Hattie (Durand) Casey was born in Spring Valley, Minnesota on February 10, 1862 to William Emery Durand and Mary Elizabeth (Griffin) Durand. Her father joined the Army during the Civil War, first engaged in fighting the Indians, then his regiment marched south where he fought in the battle of Nashville. After his discharge he rejoined his family in Spring Valley where he lived for some time and had four children. The family then moved to Fond Du Lac, Wisconsin.
While living in Fond du Lac Hattie met and fell in love with William J. Casey, a young Irish Catholic immigrant age 20, much to the disapproval of her parents of Huguenot and Puritan heritage. She was forbidden to see this young man; however, love prevailed. When she was only sixteen, her true love brought a ladder over to the Durand home and put it up to the bedroom window for Hattie to climb down, and from there they ran off to get married. Her parents were so angry that they refused to talk to Hattie for ten years, but eventually they reconciled. Her parents later move to Kansas and became known by family members as Grandma and Grandpa Kansas. The marriage of William and Hattie produced five children: Charles W., Mary Patricia, William H., Agnes, and George P.
William found work at several places in the Upper Midwest.
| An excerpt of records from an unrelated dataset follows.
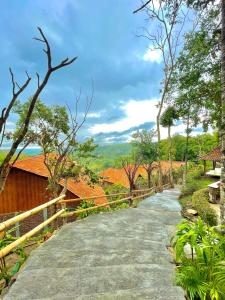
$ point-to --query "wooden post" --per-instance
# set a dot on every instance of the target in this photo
(63, 205)
(45, 216)
(17, 225)
(131, 201)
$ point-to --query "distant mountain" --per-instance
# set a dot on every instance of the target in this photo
(112, 151)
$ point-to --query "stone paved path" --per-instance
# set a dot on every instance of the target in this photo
(119, 255)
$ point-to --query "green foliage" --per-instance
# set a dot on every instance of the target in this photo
(196, 85)
(169, 116)
(106, 156)
(200, 201)
(86, 204)
(6, 272)
(144, 147)
(202, 273)
(193, 182)
(199, 145)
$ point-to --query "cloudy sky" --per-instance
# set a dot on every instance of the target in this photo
(103, 34)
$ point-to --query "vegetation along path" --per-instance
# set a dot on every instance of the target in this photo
(119, 255)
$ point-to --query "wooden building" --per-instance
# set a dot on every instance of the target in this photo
(214, 156)
(118, 176)
(27, 182)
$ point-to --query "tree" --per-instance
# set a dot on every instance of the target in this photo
(55, 129)
(167, 120)
(203, 6)
(145, 149)
(130, 166)
(168, 19)
(222, 189)
(16, 92)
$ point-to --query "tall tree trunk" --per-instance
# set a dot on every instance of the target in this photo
(149, 179)
(222, 132)
(186, 150)
(170, 157)
(158, 149)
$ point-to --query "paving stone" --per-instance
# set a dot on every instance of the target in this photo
(117, 255)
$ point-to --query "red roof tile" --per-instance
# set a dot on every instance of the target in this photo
(214, 155)
(35, 165)
(118, 176)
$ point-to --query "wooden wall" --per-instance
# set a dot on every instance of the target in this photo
(24, 191)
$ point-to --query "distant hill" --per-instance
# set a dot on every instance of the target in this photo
(112, 151)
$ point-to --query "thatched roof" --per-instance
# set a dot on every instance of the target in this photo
(214, 155)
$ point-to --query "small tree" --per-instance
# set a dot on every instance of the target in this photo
(167, 120)
(130, 165)
(55, 131)
(167, 19)
(146, 150)
(17, 90)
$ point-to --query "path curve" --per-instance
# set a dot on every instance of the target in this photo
(118, 255)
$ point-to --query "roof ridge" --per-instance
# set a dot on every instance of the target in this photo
(30, 157)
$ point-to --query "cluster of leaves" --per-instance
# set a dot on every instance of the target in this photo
(200, 201)
(198, 145)
(7, 272)
(87, 204)
(192, 182)
(202, 271)
(115, 189)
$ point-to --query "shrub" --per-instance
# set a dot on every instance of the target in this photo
(194, 182)
(202, 274)
(200, 201)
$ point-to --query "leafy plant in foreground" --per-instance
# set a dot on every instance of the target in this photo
(202, 272)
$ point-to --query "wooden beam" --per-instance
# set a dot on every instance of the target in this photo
(90, 198)
(28, 213)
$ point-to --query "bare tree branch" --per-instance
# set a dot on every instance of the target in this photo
(4, 167)
(142, 7)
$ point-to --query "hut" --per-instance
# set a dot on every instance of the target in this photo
(215, 157)
(27, 182)
(118, 176)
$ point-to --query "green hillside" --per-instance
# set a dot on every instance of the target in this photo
(106, 155)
At one point Hattie and William moved to Amherst Junction,Wisconsin, where William was employed as a station agent and telegrapher for the Green Bay and Western Railroad Company. Later the family moved to Escanaba, Michigan, where their daughter Mary Patricia, met and married George J. Stenger.
Finally they settled in Green Bay, Wisconsin, where William started the Green Bay Bicycle Club. About 1888 William purchased a Columbia lady's wheel in Chicago for Hattie. This machine had the drop frame for a woman, the first seen in Green Bay. This made Hattie the first lady rider in the city of Green Bay which provoked plenty of remarks about a woman doing such a shameful thing.
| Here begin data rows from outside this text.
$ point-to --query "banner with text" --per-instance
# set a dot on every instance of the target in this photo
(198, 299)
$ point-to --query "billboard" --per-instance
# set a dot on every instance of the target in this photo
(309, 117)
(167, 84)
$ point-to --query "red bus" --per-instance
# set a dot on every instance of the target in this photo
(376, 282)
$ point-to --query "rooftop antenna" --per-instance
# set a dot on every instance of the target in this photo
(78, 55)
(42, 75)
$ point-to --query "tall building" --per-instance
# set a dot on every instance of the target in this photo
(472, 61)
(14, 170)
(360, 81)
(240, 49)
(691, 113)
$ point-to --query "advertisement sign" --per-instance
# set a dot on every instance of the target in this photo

After the death of William, Hattie moved into the Stenger Mansion to live with her daughter, Mary Patricia Stenger. Rheumatism in her knees made getting around difficult for her, so she didn't get out much, but she did get to take her first plane ride in a DC-3 at age 90 to visit relatives in Texas. She spent her declining years doing crochet work while listening to soap operas on the radio. She expired in 1955.